According to accounts published in New York magazine, Roger Ailes tied women’s work prospects to sex again and again: “If you want to play with the big boys, you have to lay with the big boys,” he told a woman seeking a contract with the Republican National Committee in 1989. “No girls get a job here unless they’re cooperative,” he is reported to have said to a frightened 19-year-old in the sixties after he grabbed her and forcibly kissed her. Fifty years later, TV host Gretchen Carlson says, Ailes demoted and ultimately fired her for refusing to have sex with him. Fox settled Carlson’s harassment case for $20 million. But it extended Bill O’Reilly’s contract after O’Reilly settled a sexual harassment case against him for $32 million. Cases do not settle for that kind of money unless something has gone seriously wrong.

For men worried about quid pro quo harassment, the simplest approach is not to date someone you supervise. If you do, make sure it’s consensual and remember that whether you stay together or break up, with respect to workplace issues you need to behave exactly as you would have if you’d never dated her. If you can’t do that, don’t date people you supervise. All this applies, of course, not only to men but also to women.

A hostile work environment. Here again the legal test is quite protective of those accused of sexual harassment. To meet the legal definition the conduct must be unwelcome, the environment must be one that a reasonable person would consider hostile, the plaintiff herself must feel it to be hostile, and the behavior that makes the environment hostile must be severe or pervasive.

Moreover, plaintiffs very rarely win hostile environment cases that are based on a single “severe” incident. Almost invariably, they need to prove the behavior was “pervasive.” How pervasive?

Very. In a 1993 Supreme Court case, a woman’s boss made such comments as “You’re a woman, what do you know,” “We need a man as the rental manager,” and “Dumb-ass woman,” and asked her in front of coworkers if she wanted to “go to the Holiday Inn” to negotiate a raise. He asked women to retrieve coins from the front pockets of his pants and threw objects on ground and asked women to pick them up. When the plaintiff complained to the boss about his conduct, he said he was joking and promised to stop, but he didn’t. She quit, sued, and won: She had made it clear the behavior was unwelcome and that it personally offended her. The court found that a reasonable person would have felt the environment was hostile and that the hostility was pervasive.

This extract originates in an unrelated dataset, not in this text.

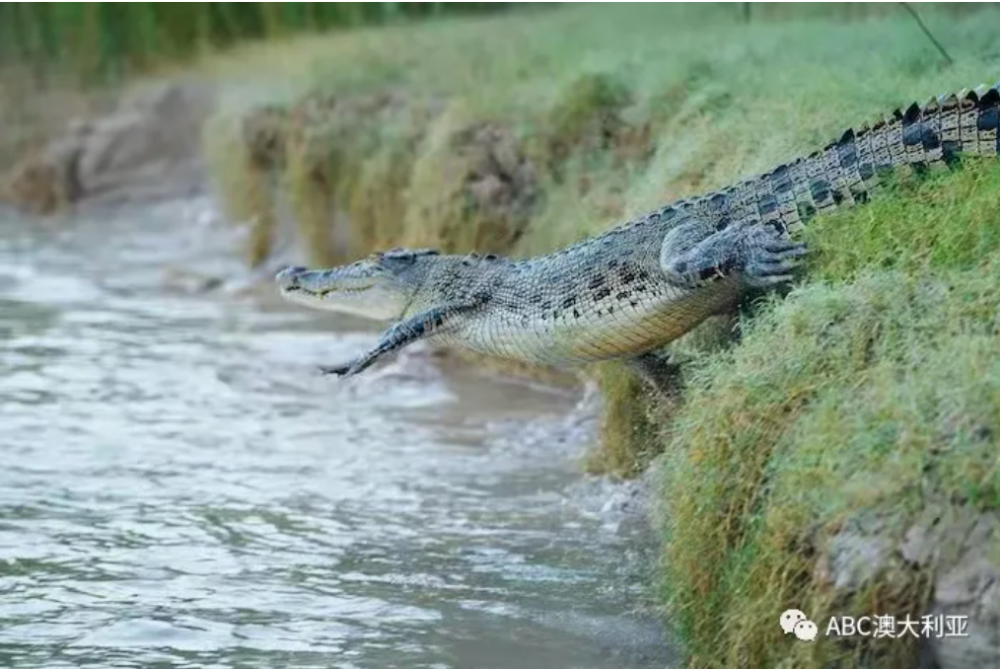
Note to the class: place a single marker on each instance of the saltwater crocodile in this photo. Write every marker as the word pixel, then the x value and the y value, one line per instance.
pixel 627 292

This is so far beyond what most men would ever imagine is appropriate that they have little to fear. Still, the requirement that the plaintiff prove that she herself felt an environment to be hostile adds another layer of protection. So women need to speak up to demonstrate that they’re personally experiencing that feeling, not just to show that an advance is unwelcome. “That makes me uncomfortable. We are at work” is enough.

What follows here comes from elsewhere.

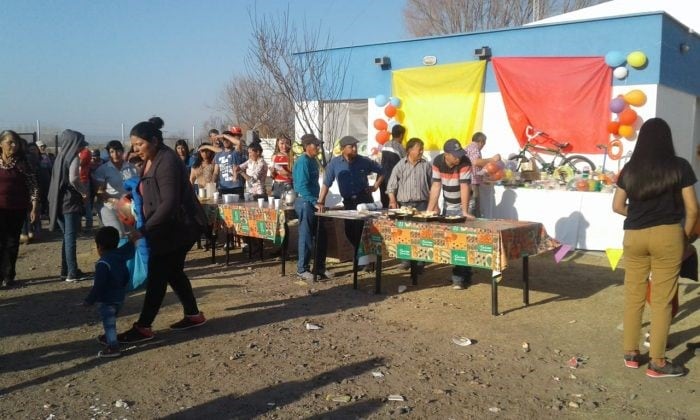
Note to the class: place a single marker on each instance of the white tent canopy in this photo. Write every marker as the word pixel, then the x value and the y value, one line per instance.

It’s OK to socialize with and date colleagues. But the law regarding “retaliation” requires that a colleague must be able to decline an invitation without consequences. The easiest way for a company to lose a sexual harassment suit is for a plaintiff to prove that she turned down an advance or complained of a hostile environment and then suffered retaliation.

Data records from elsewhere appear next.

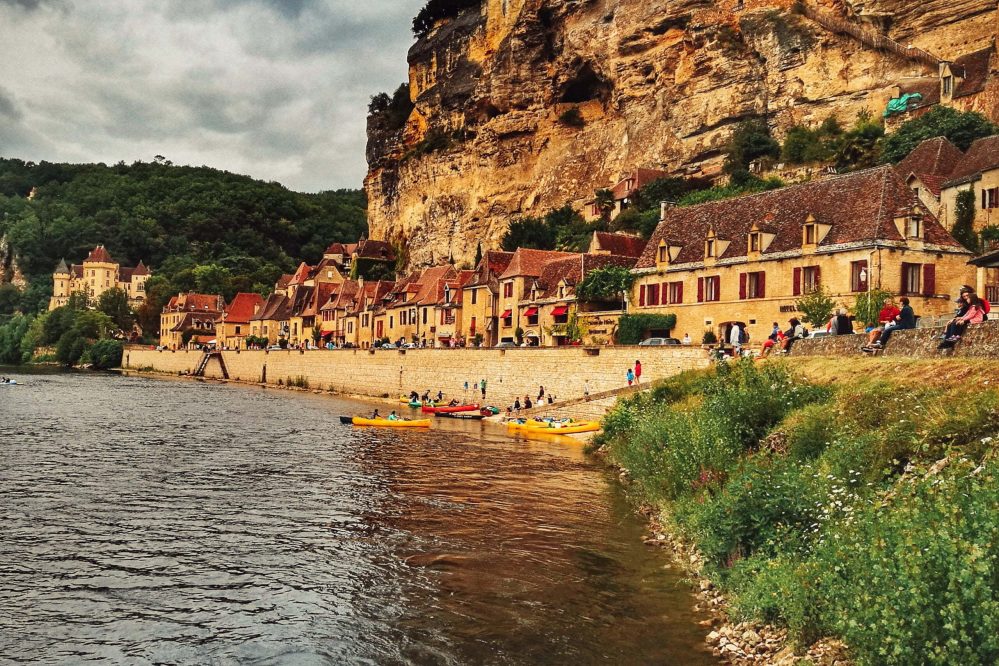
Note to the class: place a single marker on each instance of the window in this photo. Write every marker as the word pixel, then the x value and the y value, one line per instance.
pixel 858 276
pixel 675 292
pixel 709 289
pixel 752 285
pixel 911 282
pixel 810 234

A new textbook example comes from Uber. Susan Fowler’s manager propositioned her on the company chat site. She took a screenshot of it and went to HR, which gave her a choice: Either she could transfer out of her team, or she could stay. But if she stayed, the people in HR said, her boss might give her a poor performance review and they could do nothing about it.

Here’s the problem: Giving someone a poor review because she turned you down is retaliation, which is illegal. Fowler didn’t want to transfer, because her team’s project was a great match for her specific skills, but she decided to do so. Fortunately, she found other great work to do, but unfortunately, she continued to encounter sexist behavior, which she reported to HR. One day her boss called her in and threatened to fire her if she didn’t stop making complaints. That’s retaliation too — and it’s illegal.